Beware the AI black box

A guest blog by Matt Jones, Analytics Strategist at Tessella 

Big tech vendors have been piling into analytics and now AI. IBM’s Watson has been charming the media with disease diagnosis and Jeopardy prowess, and Palantir has been finding terrorists. Other major vendors such as Oracle and SAP have also been joining the scene, albeit with slightly less fanfare.

These companies have been leading tech innovation for years; one would expect them to offer a credible AI solution, and indeed their technology is good.

But the black box approach that many such companies currently offer presents problems. The first is that analytics is not a plug and play solution; it needs to be built with an understanding of data and context.

The second is that, in buying a black box solution, you lose control of your data. This means you are not sure what it’s telling you, you allow others to benefit from it for free, and you may not be able to access it in future.

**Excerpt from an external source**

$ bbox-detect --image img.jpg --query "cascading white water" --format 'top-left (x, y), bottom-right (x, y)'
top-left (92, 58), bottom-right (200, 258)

And now you may even be in for a big bill for the privilege. A recent court case ruled that drinks company Diageo had to pay SAP additional licences for all customers that indirectly benefitted from SAP software used in their organisation, costs that could run to £55m.

If upheld, this could have a chilling effect on the analytics platform industry. Could every beneficiary of data insights across and beyond your organisation now need a licence? Companies should now think a lot harder before committing to a platform on which their whole business relies.

Your data is your company’s lifeblood – value it

Even before this case, it’s stunning how much control of data companies were willing to give up to vendors, and how little thought goes into the consequences of over reliance on one technology.

Vendor lock-in is nothing new of course, consumers have been allowing Apple and Google to track their every move, and global businesses putting everything in the Microsoft cloud, for years.

But data and AI represent this problem on steroids. Data projects done right are embedded throughout the entire organisation. Some solutions will suck in all your data from every system, lock it away, and even refuse you access to it. So these platforms have all your data, the context, and the insights it provides. And now they have even more power to charge you to benefit from it.

How to plan for an analytics solutions

So, how can you benefit from data analytics without storing up future problems?

Before you even think about technology, get the right mix of technical and business people to look at what your business needs to achieve and how data can help you. Then get people in with data science expertise who can explore how your data can be used to support those needs.

Only then should you look at what platforms you need to achieve this. The most powerful is not necessarily the most suitable, find one suited to your need. In doing so, consider licensing models and demands from your data – does it leave your site? Can you access it when you need to? Look at the company’s overall culture – are they transparent or opaque? This will guide you in how they are likely to handle your data.

Perhaps more important is to consider whether you need a black box at all. Google, Microsoft and Facebook, amongst others, all offer openly available Artificial Intelligence (AI) APIs on which anyone can build bespoke AI or machine learning platforms – which are as sophisticated as any black box on the market. Furthermore this allows you complete control and transparency of how the data is fed in, processed and presented, so you can identify causal links between data and outcomes, rather than having to trust someone else’s insights into your business are correct.

If you do need a black box solution – and there are times when they are the right option – you should ask whether the vendor is a partner or just a platform. Do they understand your business context? Do they integrate with your particular data setup? Do they leave you with control of your data? Do they make the data analysis process clear, so you can understand whether your business insight is based on a causal links or just an unsupported pattern spotted in the data.

The approach you take should be driven by the most appropriate approach to solving your challenge or finding the insight you require to make better decisions – not by the platform itself – and it should consider what level of data control and oversight you are willing to give up. Once you have properly defined that, then you can make the best decision about how to use your data to meet those goals.